Botox Injections Work as Antidepressant
Botulinum toxin A, commonly known as Botox, may be more than an anti-aging treatment. A new study has found that when Botox is injected between the eyebrows, it not only has a cosmetic effect—it also yields a long-lasting antidepressant effect.
Researchers at the University of Texas Southwestern in Austin conducted a 24-week randomized, double-blind, placebo-controlled study including 30 participants with major depressive disorder (MDD). Patients taking antidepressants were included in the study, but researchers excluded anyone taking more than three psychotropic drugs, who had an Axis II diagnosis, or who were “overly invested in cosmetic treatments,” although this was not defined further.
Participants were randomly assigned to receive either a single Botox injection or placebo into the glabellar muscles that cause frown lines. At week 12, those who received placebo were given the Botox treatment, and the Botox group crossed over to receive placebo.
Researchers evaluated the participants at weeks 0, 3, 6, 12, 15, 18, and 24 for improvement in MDD symptoms using the Patient Health Care Questionnaire-9 (PHQ- 9), Beck Depression Inventory (BDI), and 21-Item Hamilton Depression Rating Scale (HDRS-21). The primary outcome was antidepressant response as defined by a reduction of at least 50% on the Hamilton scale. Partial response was defined as a 25% to 49% reduction.

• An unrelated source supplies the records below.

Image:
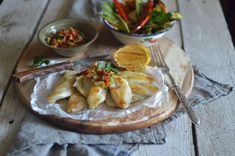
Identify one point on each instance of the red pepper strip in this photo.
(121, 10)
(146, 16)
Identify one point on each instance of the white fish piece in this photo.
(109, 101)
(120, 91)
(96, 96)
(63, 88)
(76, 102)
(136, 77)
(83, 85)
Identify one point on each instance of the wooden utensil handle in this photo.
(36, 72)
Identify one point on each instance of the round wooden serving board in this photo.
(180, 68)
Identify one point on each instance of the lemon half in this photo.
(132, 57)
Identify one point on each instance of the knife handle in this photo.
(36, 72)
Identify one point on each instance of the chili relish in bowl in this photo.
(66, 38)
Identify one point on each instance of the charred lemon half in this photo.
(132, 57)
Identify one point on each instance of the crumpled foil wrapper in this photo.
(44, 86)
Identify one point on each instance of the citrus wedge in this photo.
(132, 57)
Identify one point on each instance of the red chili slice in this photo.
(121, 10)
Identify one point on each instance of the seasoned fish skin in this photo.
(120, 91)
(76, 102)
(96, 96)
(83, 85)
(63, 88)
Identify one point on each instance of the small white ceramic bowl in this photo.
(144, 39)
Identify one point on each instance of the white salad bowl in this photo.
(144, 39)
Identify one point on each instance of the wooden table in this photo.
(202, 33)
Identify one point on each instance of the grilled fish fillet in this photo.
(83, 85)
(96, 96)
(120, 91)
(76, 102)
(63, 88)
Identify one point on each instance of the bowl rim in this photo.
(82, 20)
(137, 35)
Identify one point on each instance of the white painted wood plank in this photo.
(18, 19)
(207, 41)
(179, 140)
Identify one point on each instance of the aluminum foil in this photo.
(44, 86)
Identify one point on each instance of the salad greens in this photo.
(139, 16)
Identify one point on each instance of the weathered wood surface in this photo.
(207, 40)
(179, 141)
(17, 25)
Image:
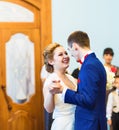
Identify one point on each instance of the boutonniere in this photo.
(114, 69)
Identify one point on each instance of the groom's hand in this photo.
(55, 87)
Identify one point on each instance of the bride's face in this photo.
(60, 59)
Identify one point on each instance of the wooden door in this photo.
(21, 102)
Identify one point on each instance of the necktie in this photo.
(84, 59)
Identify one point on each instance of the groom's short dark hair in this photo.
(79, 37)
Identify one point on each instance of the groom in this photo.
(89, 98)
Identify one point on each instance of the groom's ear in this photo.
(51, 62)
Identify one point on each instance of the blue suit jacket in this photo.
(89, 98)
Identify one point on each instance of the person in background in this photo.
(48, 116)
(56, 60)
(75, 73)
(112, 113)
(111, 70)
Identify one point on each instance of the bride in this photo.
(56, 62)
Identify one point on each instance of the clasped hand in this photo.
(55, 87)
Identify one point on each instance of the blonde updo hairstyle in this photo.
(48, 55)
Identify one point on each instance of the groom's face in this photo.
(74, 51)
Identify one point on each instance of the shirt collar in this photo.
(83, 58)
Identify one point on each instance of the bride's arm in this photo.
(48, 99)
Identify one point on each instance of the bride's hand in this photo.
(55, 87)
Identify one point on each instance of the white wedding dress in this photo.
(63, 114)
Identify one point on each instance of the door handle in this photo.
(6, 98)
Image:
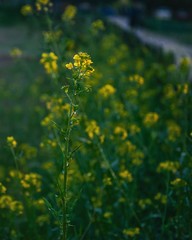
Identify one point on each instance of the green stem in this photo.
(65, 171)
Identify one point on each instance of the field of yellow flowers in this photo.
(96, 137)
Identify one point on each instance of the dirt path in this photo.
(21, 37)
(167, 44)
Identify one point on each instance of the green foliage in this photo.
(122, 136)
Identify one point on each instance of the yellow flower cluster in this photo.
(43, 5)
(126, 175)
(16, 53)
(49, 61)
(31, 180)
(98, 25)
(133, 129)
(168, 166)
(82, 65)
(174, 131)
(92, 129)
(11, 142)
(26, 10)
(178, 182)
(150, 119)
(120, 131)
(52, 36)
(107, 90)
(143, 203)
(7, 202)
(2, 188)
(107, 215)
(185, 62)
(69, 13)
(161, 198)
(131, 232)
(137, 79)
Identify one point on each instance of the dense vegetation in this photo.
(98, 146)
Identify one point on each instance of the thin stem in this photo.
(65, 170)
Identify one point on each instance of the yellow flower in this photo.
(126, 175)
(143, 203)
(81, 65)
(43, 5)
(92, 129)
(49, 61)
(107, 90)
(2, 188)
(26, 10)
(161, 198)
(98, 25)
(121, 132)
(178, 182)
(11, 142)
(174, 131)
(150, 119)
(168, 166)
(69, 66)
(137, 79)
(131, 232)
(16, 53)
(107, 215)
(31, 181)
(69, 13)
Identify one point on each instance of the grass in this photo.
(179, 31)
(128, 151)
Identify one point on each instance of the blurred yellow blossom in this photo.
(107, 90)
(126, 175)
(150, 119)
(16, 53)
(120, 131)
(43, 5)
(161, 198)
(2, 188)
(26, 10)
(178, 182)
(69, 13)
(174, 131)
(11, 142)
(168, 166)
(131, 232)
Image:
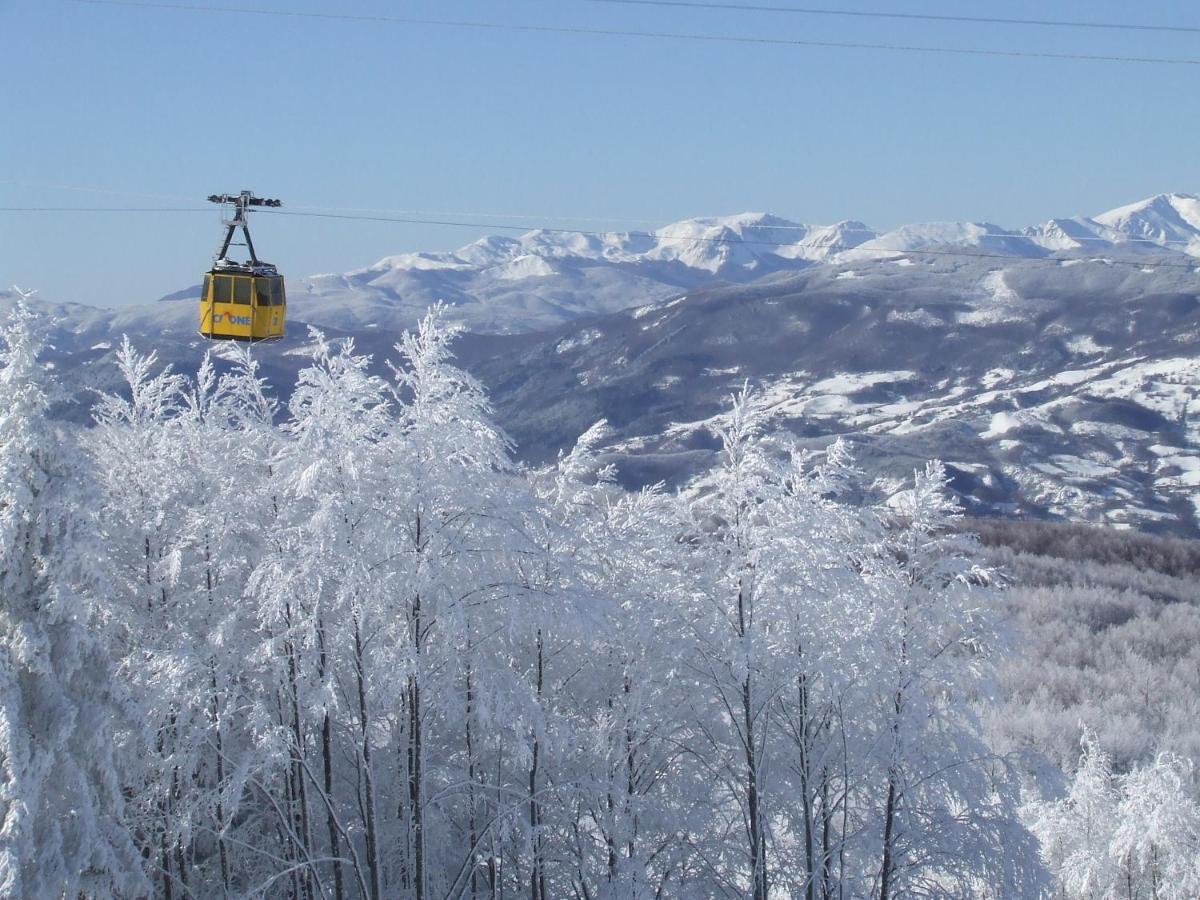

Patients who received Botox (either at week 0 or at week 12) had a statistically significant reduction in MDD symptoms, compared to those receiving placebo. Six weeks after receiving Botox, response rates were 55% in the group that received the injection at week 0, 24% in the group that received the injection at week 12, and 0% in the placebo group. Partial responses were seen in 73%, 65%, and 5%, respectively. Surprisingly, symptoms continued to decrease over the 24-week period after a single Botox injection, even though the cosmetic effects wore off in 12 to 16 weeks.
What’s behind the improvement? Nobody knows for sure, but researchers speculate that it may be due to its cosmetic effect, more positive social feedback to a happier face, or decreased feedback from the facial muscles to the brain resulting in less activation of the amygdala and other structures involved in depression (Magid M et al, J Clin Psychiatry 20l4;75(8);837-844).
TCPR’s Take: This study lends preliminary support to the idea that looking happier might make a patient feel happier, too. While the sample size was small and 93% of participants were women, the impressive response rates argue that Botox might someday be employed as a safe and effective antidepressant strategy.